While Franklin said he chooses to find incidents like these amusing, he also said they relate directly to a larger problem: the immunization of people like “John Doe” to “the experiences of a black person regardless of his station in life.” The result, Franklin said, is “a false notion of superiority” that is “hazardous to our nation’s health.”
Franklin advised African Americans to “overcome our shortcomings and make up for the derelictions we’ve experienced over the years.”
Franklin signed books outside the lecture, including copies of “From Slavery to Freedom,” a landmark study of African American history originally published in 1947 and now in its eighth edition.

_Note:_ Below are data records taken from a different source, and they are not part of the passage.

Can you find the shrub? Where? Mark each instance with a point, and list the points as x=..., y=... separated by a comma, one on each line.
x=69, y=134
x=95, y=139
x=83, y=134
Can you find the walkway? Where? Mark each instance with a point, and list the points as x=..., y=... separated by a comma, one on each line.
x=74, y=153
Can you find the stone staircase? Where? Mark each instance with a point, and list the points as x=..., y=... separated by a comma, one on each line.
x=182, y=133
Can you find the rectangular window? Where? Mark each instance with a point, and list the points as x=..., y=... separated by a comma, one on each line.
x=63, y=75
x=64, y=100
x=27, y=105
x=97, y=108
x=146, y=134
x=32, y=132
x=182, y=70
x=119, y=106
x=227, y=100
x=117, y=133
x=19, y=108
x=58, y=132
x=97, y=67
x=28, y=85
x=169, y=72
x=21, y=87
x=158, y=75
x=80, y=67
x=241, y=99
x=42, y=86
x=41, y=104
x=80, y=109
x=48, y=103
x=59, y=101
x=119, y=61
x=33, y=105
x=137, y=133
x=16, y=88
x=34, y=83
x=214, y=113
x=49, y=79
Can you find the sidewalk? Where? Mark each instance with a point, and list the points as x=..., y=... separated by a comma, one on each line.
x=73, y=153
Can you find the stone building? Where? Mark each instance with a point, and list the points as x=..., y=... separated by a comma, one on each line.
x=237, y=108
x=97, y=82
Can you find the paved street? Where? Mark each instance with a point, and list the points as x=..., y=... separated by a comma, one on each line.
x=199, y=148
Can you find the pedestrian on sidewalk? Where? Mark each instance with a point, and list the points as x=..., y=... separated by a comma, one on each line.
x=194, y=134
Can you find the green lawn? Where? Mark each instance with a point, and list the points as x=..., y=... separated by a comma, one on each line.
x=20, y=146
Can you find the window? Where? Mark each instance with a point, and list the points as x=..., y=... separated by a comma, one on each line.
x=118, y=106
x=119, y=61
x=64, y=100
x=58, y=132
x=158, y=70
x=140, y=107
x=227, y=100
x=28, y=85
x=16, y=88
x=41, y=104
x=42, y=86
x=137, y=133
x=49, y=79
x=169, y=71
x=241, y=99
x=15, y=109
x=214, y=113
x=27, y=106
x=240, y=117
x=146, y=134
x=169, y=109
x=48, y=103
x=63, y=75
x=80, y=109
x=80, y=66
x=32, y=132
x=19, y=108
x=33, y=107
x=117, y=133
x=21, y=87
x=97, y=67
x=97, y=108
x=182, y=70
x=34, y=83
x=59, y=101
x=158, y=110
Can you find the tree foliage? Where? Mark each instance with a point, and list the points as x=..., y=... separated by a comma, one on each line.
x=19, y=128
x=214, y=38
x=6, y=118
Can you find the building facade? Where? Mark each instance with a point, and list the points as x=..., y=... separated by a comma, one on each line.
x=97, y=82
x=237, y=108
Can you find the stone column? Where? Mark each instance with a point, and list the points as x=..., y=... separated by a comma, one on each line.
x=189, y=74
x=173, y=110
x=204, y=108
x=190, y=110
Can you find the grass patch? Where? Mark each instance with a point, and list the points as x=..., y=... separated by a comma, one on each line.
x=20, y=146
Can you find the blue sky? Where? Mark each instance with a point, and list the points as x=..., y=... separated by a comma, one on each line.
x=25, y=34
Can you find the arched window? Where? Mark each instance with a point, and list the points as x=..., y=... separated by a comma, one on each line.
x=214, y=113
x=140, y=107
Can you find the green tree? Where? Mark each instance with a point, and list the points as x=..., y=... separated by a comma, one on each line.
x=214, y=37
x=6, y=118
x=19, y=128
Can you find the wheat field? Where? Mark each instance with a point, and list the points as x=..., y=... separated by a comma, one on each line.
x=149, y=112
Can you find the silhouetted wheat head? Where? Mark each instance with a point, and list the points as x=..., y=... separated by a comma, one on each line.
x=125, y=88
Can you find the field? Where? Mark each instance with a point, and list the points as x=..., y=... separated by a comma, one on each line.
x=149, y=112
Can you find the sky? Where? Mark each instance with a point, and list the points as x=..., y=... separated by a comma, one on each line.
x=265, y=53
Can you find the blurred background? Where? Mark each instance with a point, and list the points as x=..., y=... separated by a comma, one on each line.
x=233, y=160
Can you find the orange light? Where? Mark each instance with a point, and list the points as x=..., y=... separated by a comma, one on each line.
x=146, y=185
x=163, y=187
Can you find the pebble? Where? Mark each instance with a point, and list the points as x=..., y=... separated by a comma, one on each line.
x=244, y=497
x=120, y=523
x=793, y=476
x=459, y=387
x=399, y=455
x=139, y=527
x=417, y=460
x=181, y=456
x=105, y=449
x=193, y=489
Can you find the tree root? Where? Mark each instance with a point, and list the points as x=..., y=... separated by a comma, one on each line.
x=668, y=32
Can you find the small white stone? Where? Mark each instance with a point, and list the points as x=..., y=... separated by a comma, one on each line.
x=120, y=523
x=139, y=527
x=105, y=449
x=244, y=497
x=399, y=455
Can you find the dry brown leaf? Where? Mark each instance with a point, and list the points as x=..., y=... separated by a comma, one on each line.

Adrienne Allen ’08 found the subject of Franklin’s speech so interesting that she brought a tape recorder with her to the lecture.
“I loved the speech. … I’m sorry for people who missed it,” Allen said. She also bought a copy of “From Slavery to Freedom” to have signed.
Professor of American Civilization James Campbell, chair of the University Steering Committee on Slavery and Justice, said the committee invited Franklin to speak to further dialogue about “the confining legacy of race in our society.”
As a young scholar, Franklin received an unsolicited fellowship from the office of Brown’s president, which helped start his academic career. Franklin was named for John Hope, a Brown professor who was his parents’ mentor, and his father was a colleague of Inman Page, a member of the Class of 1877 and Brown’s first black graduate. Franklin, who graduated from Fisk and Harvard universities, holds an honorary law degree from Brown.
“We wanted to bring him back to campus,” Campbell said.